A parent or clinician faced with a child struggling with PFD is likely to measure the child’s abilities against the expectations presented in the kinds of child developmental stages charts seen in popular parenting books and pamphlets. It’s the kind of comparison that can lead to guilt and frustration.
Thompson, McComish, and Thoyre’s article advocates for another approach – the use of Dynamic Systems Theory (DST).
“DST requires clinicians to shift their thinking about their role in helping children develop. Development is not a discrete set of steps; it is a complex process in which an individual interacts with their ever-changing selves, environment, and goals,” Thompson, McComish and Thoyre write in their article.
“When utilizing a DST framework, the clinician’s goal is not to teach a child a skill they are missing; the goal is to support the child and family’s ability to problem solve in order to gain skills that are within their current abilities.”
It allows for a dynamic approach to thinking about all the aspects of a child’s development that can impact PFD.
“The clinicians are already using many of these methods, but this article was designed as a tutorial in order to provide them with a specific framework when addressing PFD,” McComish said.
It’s a framework that allows vital flexibility in the face of what are often complex presentations.
“Babies and toddlers don’t often grow out of these problems without support. That’s why we’re working to support the clinicians who are supporting these children,” McComish said.
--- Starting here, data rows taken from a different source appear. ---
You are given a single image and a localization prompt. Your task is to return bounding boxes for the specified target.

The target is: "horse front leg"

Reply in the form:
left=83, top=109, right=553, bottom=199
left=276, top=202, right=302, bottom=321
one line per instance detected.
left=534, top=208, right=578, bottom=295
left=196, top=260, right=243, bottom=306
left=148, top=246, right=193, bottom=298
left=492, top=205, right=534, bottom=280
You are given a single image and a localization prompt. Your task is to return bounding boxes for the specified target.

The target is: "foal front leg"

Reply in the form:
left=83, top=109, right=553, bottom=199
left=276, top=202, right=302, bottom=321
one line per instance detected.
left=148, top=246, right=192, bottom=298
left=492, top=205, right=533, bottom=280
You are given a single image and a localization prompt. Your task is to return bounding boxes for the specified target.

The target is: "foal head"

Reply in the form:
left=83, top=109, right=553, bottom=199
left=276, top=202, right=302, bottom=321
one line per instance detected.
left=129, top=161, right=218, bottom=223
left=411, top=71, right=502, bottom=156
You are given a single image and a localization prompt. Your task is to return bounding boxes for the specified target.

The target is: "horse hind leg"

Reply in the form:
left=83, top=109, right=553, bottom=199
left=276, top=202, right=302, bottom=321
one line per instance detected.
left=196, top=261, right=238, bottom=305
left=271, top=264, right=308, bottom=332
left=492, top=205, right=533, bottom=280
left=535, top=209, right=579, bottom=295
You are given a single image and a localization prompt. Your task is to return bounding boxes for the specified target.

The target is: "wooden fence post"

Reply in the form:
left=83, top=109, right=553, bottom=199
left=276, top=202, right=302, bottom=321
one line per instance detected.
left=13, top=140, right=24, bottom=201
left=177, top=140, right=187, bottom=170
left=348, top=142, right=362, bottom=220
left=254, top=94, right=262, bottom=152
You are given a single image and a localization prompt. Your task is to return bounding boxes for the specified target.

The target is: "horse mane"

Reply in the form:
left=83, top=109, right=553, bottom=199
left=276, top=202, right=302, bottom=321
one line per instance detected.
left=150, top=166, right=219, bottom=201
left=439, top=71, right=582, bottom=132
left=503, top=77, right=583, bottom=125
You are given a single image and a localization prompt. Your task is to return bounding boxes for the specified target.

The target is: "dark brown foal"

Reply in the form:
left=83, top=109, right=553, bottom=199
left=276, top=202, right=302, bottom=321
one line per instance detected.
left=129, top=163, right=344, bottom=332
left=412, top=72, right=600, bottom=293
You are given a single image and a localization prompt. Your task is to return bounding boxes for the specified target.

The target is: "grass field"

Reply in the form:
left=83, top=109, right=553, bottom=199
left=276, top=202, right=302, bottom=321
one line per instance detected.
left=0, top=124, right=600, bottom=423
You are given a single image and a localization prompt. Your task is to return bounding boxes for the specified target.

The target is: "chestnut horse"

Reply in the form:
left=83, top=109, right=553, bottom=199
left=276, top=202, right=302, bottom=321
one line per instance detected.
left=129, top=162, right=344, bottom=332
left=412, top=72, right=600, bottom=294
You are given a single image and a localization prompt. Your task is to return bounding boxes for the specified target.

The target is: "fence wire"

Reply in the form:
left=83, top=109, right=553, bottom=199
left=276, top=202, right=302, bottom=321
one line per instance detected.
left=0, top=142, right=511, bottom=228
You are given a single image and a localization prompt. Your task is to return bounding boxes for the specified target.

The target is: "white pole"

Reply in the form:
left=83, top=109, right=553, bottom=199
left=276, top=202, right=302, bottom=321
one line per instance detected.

The article’s lead author, Dr. Kelsey L. Thompson recently completed her PhD in Speech and Hearing Sciences from UNC Chapel Hill. Drs. McComish & Thoyre served as research mentors and members of Dr. Thompson’s dissertation committee. Dr. Thoyre is a professor in the School of Nursing at UNC.
“Dynamic Systems Theory: A Primer for Pediatric Feeding Clinicians,” is available for purchase on the Perspectives of SIG 13 website.